There are a lot of important terms, buzzwords, and acronyms you might hear in your daily life that you don’t necessarily understand: FDIC-insured, Big Data, Organic. But HEPA is one you should be familiar with, as it’s the technology that makes smoke purifiers work.

The HEPA standard is a filter that can remove airborne particulate matter down to 0.3 microns in size. That’s the size of many allergens, including dust mites and pet dander. These smaller particles are more hazardous than the larger, less harmful particles, and they can trigger allergy symptoms.

HEPA filters use a filtration process that involves passing air through a filter with a dense layer of smoke purifier fibers. As the air passes through, the dirty particles collide with the filter and stick to it. The clean air then exits the other side of the filter.

To make a smoke purifier effective, it needs to have a high smoke particle capture rate (airflow through the filter). The best HEPA filters for smoke can achieve this with very high smoke CADR ratings — 450+ is optimal. For instance, the Blueair Blue Pure 211+ boasts a three-step filtration system that uses a pre-filter to trap bigger particles and a carbon layer for odors and VOCs. This combination is enough to beat cigarette smoke and other odors in rooms up to 900 square feet.

UV Light

UV light is a type of electromagnetic radiation that lies just outside the visible spectrum for humans and sits between X-rays on the one end and radio waves on the other.
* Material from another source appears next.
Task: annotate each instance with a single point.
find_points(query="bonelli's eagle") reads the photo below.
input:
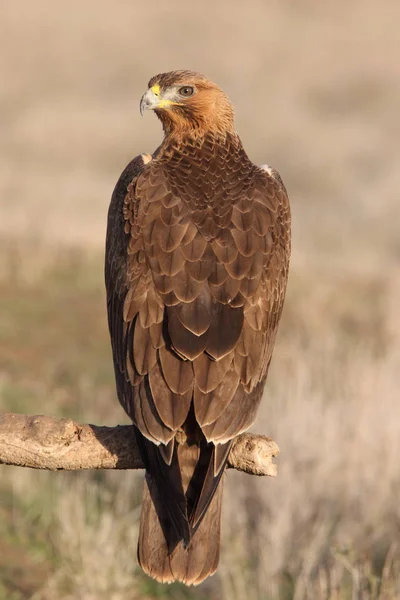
(197, 257)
It can be found in the sun naturally and artificially in devices like arc welders, tanning beds and black lights. It’s also used to sterilize medical equipment and disinfect water.

This invisible form of energy destroys microorganisms like viruses, bacteria and mold spores. It also breaks down odor molecules into smaller fragments that no longer cause unpleasant smells. Many people with asthma, allergies or compound sensitivities find that this technology helps ease their symptoms.

Air purifiers with UV lamps use quartz tubes oated with phosphorus to emit rays that destroy air pollutants without creating harmful byproducts. They’re particularly effective at destroying smoke, paint fumes and chemical odors such as formaldehyde or ammonia.

These rays can also break down organic compounds in air, such as toxins released by volatile organic compounds (VOCs), and reduce the formation of fine particulates that are too small to pass through whole-house air cleaners. However, they have no impact on cigarette or cigar smoke. Estes Services’ NATE-certified technicians possess detailed knowledge of indoor air quality solutions. They can help you choose the right solution for your home. Contact us today to schedule an appointment.

Energy Efficiency

While the best way to deal with smoke is to remove it at source and ventilate, when this isn’t an option or does require too much effort, air purifiers are a great alternative. It is recommended that you select one with a high carbon filter saturation level, and electrostatic media (this may also be known as charged particle technology or PECO). This increases the surface area of the carbon and allows gasses to stick to it more easily, which in turn makes them less likely to escape the filter.

Air purifiers with these technologies will usually have a lower efficiency than those without them. However, they can still be a good solution for people dealing with smoke and other pollutants like dust and chemicals.

Typically, they are designed for bigger spaces and will be faster at removing smoke than small or compact air cleaners. For example, our #1 pick Medify MA-112 has a maximum 450+ smoke CADR rating and will quickly remove cigarette smoke from large rooms. For a budget-friendly but effective model that can do the same, we recommend Levoit’s Core 300. It has a similar smoke CADR to the MA-112 but is significantly cheaper. It will also clean smoke from larger rooms as well, even though it is advertised for a smaller space of 255 sq. ft.